Last update:


Arch Hellen Med, 34(6), November-December 2017, 745-753


Assessment of muscle mass in the elderly in clinical practice

M. Tsekoura, 1 E. Billis,1 J. Gliatis,2 C. Matzaroglou,1 C. Koutsojannis,1 E. Tsepis,1 E. Panagiotopoulos2,3
1Department of Physical Therapy, School of Health and Welfare, Technological Educational Institute of Western Greece, Faculty of Health and Caring Professions, Aigio
2Department of Orthopedic Surgery, University Hospital of Patras, Rio, Patras
3Department of Spinal Cord Injuries, University Hospital of Patras, Rio, Patras, Greece

Quantification of muscle mass is important in clinical practice and several tools are used for its measurement. This is a review and critical appraisal of the muscle mass assessment tools for use with elderly patients in clinical practice. Of the 10 different tools described to measure skeletal muscle mass (SMM), computerized tomography (CT), and magnetic resonance imaging (MRI) are considered the gold standards. Dual-energy X-ray absorptiometry (DXA) is probably the best known method for measuring muscle mass in the elderly but because of the high cost of the equipment and its operation, its use may be limited.
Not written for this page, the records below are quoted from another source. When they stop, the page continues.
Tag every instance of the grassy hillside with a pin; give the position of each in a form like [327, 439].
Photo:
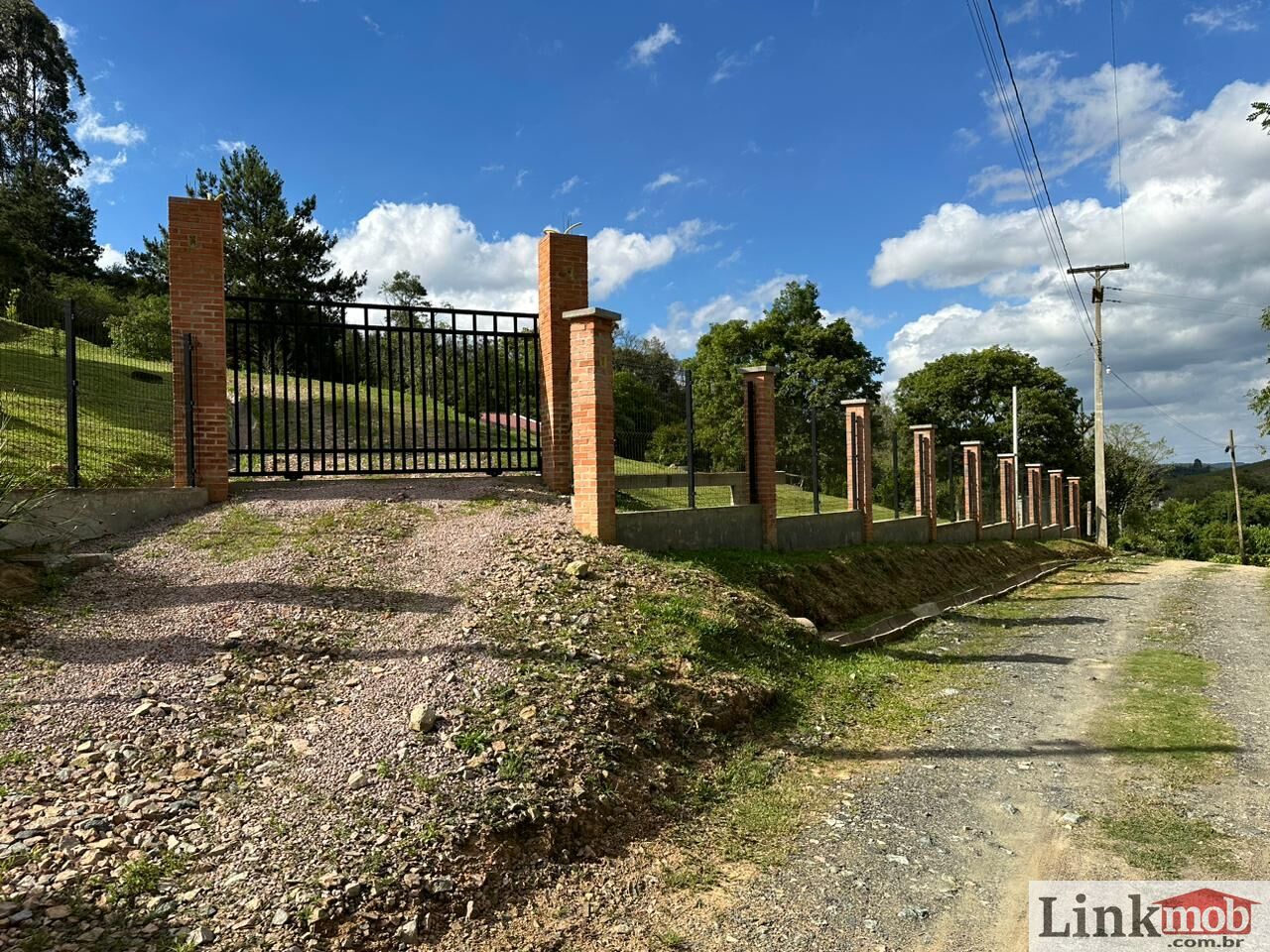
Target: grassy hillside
[125, 411]
[125, 416]
[1183, 484]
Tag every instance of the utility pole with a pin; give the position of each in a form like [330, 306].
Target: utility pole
[1100, 463]
[1014, 448]
[1238, 511]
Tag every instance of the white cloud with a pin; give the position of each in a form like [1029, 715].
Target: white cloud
[1197, 223]
[99, 171]
[728, 63]
[460, 266]
[109, 257]
[666, 178]
[91, 127]
[1236, 18]
[644, 51]
[568, 185]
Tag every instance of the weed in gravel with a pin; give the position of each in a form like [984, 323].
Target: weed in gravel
[1159, 839]
[240, 534]
[1165, 719]
[141, 878]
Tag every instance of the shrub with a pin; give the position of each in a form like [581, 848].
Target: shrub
[144, 329]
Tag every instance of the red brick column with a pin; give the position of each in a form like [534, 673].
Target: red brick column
[760, 395]
[1056, 498]
[195, 286]
[1033, 504]
[594, 488]
[971, 480]
[924, 490]
[1074, 502]
[860, 440]
[562, 287]
[1006, 475]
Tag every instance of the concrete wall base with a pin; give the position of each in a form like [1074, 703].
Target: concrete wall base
[802, 534]
[910, 530]
[957, 532]
[998, 532]
[688, 530]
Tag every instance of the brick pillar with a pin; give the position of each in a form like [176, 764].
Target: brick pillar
[1006, 479]
[594, 488]
[971, 480]
[860, 444]
[1033, 506]
[760, 397]
[924, 490]
[195, 286]
[562, 287]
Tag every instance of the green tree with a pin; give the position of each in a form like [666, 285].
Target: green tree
[1134, 465]
[144, 327]
[271, 249]
[968, 397]
[46, 221]
[816, 359]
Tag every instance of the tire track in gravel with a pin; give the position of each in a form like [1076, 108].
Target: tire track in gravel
[937, 852]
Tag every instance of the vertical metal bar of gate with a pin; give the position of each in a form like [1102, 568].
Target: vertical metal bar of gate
[894, 467]
[71, 397]
[751, 448]
[189, 370]
[816, 462]
[688, 419]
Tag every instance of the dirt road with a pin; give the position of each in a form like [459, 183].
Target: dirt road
[934, 849]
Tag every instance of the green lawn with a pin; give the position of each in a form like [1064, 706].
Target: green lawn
[790, 500]
[125, 417]
[125, 412]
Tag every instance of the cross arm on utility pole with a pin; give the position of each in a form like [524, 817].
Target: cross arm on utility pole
[1098, 270]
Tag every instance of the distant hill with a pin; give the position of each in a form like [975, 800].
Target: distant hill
[1184, 480]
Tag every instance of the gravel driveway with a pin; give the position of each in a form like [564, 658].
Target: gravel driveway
[933, 847]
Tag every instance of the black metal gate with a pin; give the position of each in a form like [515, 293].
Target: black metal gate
[327, 389]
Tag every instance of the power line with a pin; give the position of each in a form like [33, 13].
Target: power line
[1164, 413]
[1189, 298]
[1119, 140]
[989, 58]
[1032, 143]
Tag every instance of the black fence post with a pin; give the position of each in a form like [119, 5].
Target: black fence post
[952, 483]
[688, 412]
[190, 408]
[816, 461]
[71, 398]
[894, 466]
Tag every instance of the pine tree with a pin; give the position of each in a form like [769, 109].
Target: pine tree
[46, 220]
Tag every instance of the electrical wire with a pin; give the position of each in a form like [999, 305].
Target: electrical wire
[1030, 177]
[1119, 140]
[1164, 413]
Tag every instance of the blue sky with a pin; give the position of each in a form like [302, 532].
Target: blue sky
[712, 150]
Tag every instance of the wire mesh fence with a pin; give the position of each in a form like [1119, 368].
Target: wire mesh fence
[84, 398]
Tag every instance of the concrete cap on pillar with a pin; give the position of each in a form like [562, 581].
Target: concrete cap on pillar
[598, 313]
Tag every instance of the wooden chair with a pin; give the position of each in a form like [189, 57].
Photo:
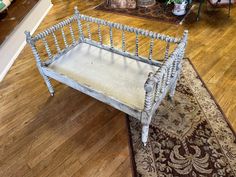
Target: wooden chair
[216, 4]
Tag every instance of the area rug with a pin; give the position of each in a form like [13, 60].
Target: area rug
[160, 12]
[189, 137]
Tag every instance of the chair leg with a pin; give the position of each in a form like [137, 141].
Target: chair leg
[49, 85]
[172, 89]
[229, 8]
[145, 130]
[47, 82]
[199, 9]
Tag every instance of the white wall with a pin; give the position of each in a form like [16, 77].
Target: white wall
[11, 48]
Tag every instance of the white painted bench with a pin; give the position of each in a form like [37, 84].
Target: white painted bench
[127, 81]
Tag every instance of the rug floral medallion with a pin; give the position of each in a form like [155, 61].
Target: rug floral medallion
[189, 136]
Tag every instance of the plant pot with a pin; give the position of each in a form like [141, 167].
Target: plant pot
[180, 9]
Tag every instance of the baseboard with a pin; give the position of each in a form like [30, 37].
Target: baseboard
[31, 22]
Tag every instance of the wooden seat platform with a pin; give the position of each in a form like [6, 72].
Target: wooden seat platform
[111, 74]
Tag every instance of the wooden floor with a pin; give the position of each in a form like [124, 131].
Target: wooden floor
[72, 134]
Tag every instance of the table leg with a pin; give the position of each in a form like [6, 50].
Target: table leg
[199, 9]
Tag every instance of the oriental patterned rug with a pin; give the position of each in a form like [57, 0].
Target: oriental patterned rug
[160, 12]
[189, 137]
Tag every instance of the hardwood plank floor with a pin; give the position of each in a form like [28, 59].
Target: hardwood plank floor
[72, 134]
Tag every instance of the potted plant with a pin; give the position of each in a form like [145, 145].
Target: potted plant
[179, 6]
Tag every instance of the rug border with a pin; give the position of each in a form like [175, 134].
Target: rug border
[131, 148]
[145, 18]
[213, 98]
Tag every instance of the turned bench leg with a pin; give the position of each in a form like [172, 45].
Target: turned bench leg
[145, 130]
[49, 85]
[47, 82]
[172, 89]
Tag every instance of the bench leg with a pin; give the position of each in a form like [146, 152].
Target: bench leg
[49, 85]
[47, 82]
[172, 89]
[145, 130]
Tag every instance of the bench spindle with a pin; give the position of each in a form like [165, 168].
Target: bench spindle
[89, 31]
[64, 38]
[123, 41]
[72, 34]
[111, 37]
[136, 44]
[47, 48]
[56, 42]
[167, 50]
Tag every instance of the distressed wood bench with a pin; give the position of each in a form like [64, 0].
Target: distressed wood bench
[127, 81]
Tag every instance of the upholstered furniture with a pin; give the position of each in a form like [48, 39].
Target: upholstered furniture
[146, 3]
[127, 81]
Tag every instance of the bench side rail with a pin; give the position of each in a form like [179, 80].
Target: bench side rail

Bioelectrical impedance analysis (BIA) could provide a simpler, less expensive alternative, and it is portable. The use of anthropometrics (such as calf circumference and skin-fold thickness measurement) is feasible in the home setting. There is a lack of studies of the reliability of tools for measuring muscle mass in elderly patients. Additional research is needed to investigate how best to optimize measurement and minimize error.

Key words: Assessment, Body composition, Measurement tools, Muscle mass.